Lalli is one of several researchers working on another testing method called loop-mediated isothermal amplification (LAMP) that is similar to PCR but does not require the resources of a centralized lab.
Lalli and his colleagues are building a portable device that would let patients process a coronavirus test in a clinic or at home and would deliver results within an hour. The LAMP test is “most similar” to Abbott’s ID Now, Lalli says, but “we are taking great efforts to improve the sensitivity of viral detection.” Lalli’s research is still in the preliminary stage, a preprint of the paper notes, but the results are “promising.”
LAMP saves around 30 minutes compared with RT-PCR, Lalli says. The reverse-transcription and the amplification happen simultaneously. Plus, the reaction is isothermal, meaning it occurs at a constant temperature rather than cycling between heating and cooling, a process that adds time in the standard PCR procedure. The ID Now test is also isothermal.
Some companies are developing tests that look for the presence of antibodies (immune response proteins) or antigens (virus proteins) instead of nucleic acid, which is what the conventional PCR tests, LAMP, ID Now, and the rapid test kits all detect.
Antibody and antigen tests are typically run as lateral flow immunoassays, says Lalli, and—like pregnancy tests—come as a dipstick. Using a blood or spit sample, they give a visual indication of whether the person has the coronavirus.
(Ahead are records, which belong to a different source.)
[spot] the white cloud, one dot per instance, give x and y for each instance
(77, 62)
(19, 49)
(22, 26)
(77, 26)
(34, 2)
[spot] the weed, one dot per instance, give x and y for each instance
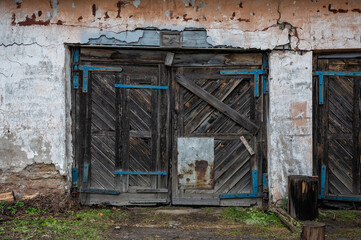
(34, 211)
(253, 216)
(284, 205)
(14, 208)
They’re easy to use and deliver results in five to 10 minutes.
But they have shown “really poor sensitivity” compared with PCR, Berenger says. “We’re talking under 80% [accurate]…So you’re missing 30% to 40% of cases sometimes.”
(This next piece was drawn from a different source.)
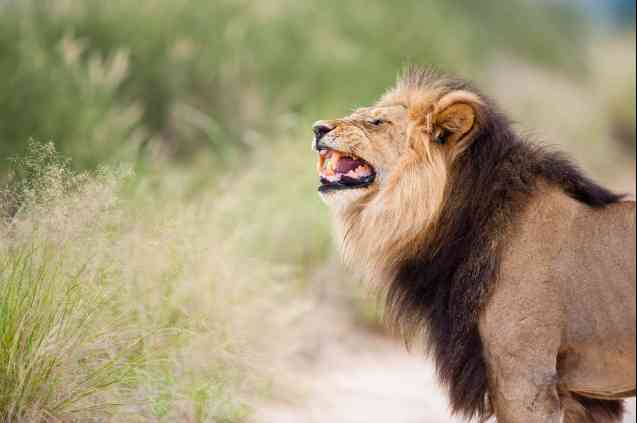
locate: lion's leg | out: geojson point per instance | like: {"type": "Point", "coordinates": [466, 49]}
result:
{"type": "Point", "coordinates": [520, 396]}
{"type": "Point", "coordinates": [578, 409]}
{"type": "Point", "coordinates": [521, 342]}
The lateral flow method skips the vital amplification process of the PCR, which saves time at the possible expense of sensitivity, Lalli says. There are antibody and antigen tests with signal amplification (a method called ELISA), but these take one to two hours.
Regulations for diagnostic tests are relatively lax in most parts of the world, meaning there are “hundreds on the market” that haven’t gone through regulatory approval, Berenger says, and many manufacturers are not experienced in making tests for respiratory viruses.
The FDA barred 29 antibody test manufacturers from selling their products in the U.S. last week, a change of tack from April, when the FDA said it would allow manufacturers to market their antibody tests, including those it had not yet reviewed. Also in April, the U.K. paid $20 million to two Chinese companies for antibody tests that didn’t work.
There are more reliable antibody tests, but they measure if you’ve had the virus and recovered, so they aren’t helpful in detecting active carriers of the disease who could be passing it on to others.